If you want to add maturity to your newly built house, and make it look as if it's been there for a very long time, there's nothing like getting a big tree or two and planting them around your home. Big trees have had a few years start in a nursery, with a controlled environment, so you know they will be strong and healthy. A professional nursery will dig up their big trees ready for transport, just a couple of days before shipment This ensures freshness and the health of the tree.
Of course, there are so many mature trees to chose from that it's a good idea to stroll around your house with a few years ahead in your mind, and study how an even bigger tree would look in a decade. Trees reach maturity at various sizes, so talking to a professional nursery about which trees grow rapidly, which ones grow slowly, and which big trees will grow even bigger. Landscaping should remain in proportion to the house or the building it surrounds. A homeowner certainly wouldn't want a Giant Redwood towering over their English cottage. Trees do come in a variety of foliage color, so that has to be taken into consideration. And do you enjoy raking leaves in the autumn? Deciduous trees are beautiful to look at but as soon as the weather changes, so do they. Perhaps a mixture of evergreens and deciduous, or even eucalyptus trees (only bark is shed there) would work.
In California, there is a variety of oak tree called a live oak. It does not shed its leaves, whereas its cousin does. And these Western oaks have decidedly smaller leaves than the Eastern North American area does. Oak trees are a big tree, as are a lot of evergreens, but pines grow much faster. Growth rate is another consideration when choosing any tree. And in Western states, where they have a lot of brushfires, some big trees are more fire resistant than others. Some big trees that you can purchase at a nursery are fully grown. Trees can range from micro trees (banzai for the indoors) to trees that stay fairly small, like Japanese Maples, to mid-sized trees like fruit trees, to some Redwoods (not the Giant ones) that are a good size, but can be planted in a garden with a nice amount of space.

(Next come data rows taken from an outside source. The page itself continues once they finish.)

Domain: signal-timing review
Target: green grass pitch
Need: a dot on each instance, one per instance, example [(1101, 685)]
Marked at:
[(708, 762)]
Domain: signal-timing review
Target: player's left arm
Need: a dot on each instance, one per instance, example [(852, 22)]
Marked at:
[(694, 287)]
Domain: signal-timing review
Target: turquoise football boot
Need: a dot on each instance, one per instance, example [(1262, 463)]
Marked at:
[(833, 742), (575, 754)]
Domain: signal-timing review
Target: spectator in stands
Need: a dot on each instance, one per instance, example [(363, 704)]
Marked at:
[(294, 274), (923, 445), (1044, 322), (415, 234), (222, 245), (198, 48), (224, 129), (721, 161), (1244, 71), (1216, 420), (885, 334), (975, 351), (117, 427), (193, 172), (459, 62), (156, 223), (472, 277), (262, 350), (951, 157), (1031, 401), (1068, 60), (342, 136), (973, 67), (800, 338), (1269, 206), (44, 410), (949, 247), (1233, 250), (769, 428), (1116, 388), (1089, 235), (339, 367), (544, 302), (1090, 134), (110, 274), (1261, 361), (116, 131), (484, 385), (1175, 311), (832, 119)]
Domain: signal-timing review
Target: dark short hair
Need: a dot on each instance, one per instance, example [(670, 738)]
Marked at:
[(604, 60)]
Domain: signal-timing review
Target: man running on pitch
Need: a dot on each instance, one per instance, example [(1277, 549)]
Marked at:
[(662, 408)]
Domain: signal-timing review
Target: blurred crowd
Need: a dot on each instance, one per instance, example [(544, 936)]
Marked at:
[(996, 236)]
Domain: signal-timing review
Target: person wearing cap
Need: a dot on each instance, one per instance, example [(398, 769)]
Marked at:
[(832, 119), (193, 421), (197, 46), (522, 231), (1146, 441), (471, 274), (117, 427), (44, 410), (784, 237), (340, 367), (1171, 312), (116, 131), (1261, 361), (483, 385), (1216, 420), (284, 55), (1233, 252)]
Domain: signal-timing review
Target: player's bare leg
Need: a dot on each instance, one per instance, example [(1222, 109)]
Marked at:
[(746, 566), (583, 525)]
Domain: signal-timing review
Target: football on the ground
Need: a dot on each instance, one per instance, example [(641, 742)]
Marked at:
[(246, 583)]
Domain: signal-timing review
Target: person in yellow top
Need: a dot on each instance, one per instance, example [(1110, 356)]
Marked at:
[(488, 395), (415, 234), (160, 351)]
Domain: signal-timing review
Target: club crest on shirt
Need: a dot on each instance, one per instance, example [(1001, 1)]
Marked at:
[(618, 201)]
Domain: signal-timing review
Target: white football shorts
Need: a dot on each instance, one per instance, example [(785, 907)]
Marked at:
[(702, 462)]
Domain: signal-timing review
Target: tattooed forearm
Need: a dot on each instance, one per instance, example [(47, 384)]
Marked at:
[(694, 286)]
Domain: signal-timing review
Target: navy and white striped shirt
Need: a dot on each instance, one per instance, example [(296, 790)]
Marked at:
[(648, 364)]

When buying big trees, or ones that will grow even bigger, underneath the tree is a good site for some kind of plants. Not all trees cut off light to anything growing underneath it, as they do in the rain forest where one hundred and forty foot giants are not uncommon. Although grass doesn't grow under trees, many plants that like partial sunlight or shade will do beautifully. You can check with the same nursery that you buy your big tree or trees from, and get their advice on these "base" plantings. A balanced and thriving garden is a healthy garden, where each plant has its own place in the sun (or shade, whatever is to its liking).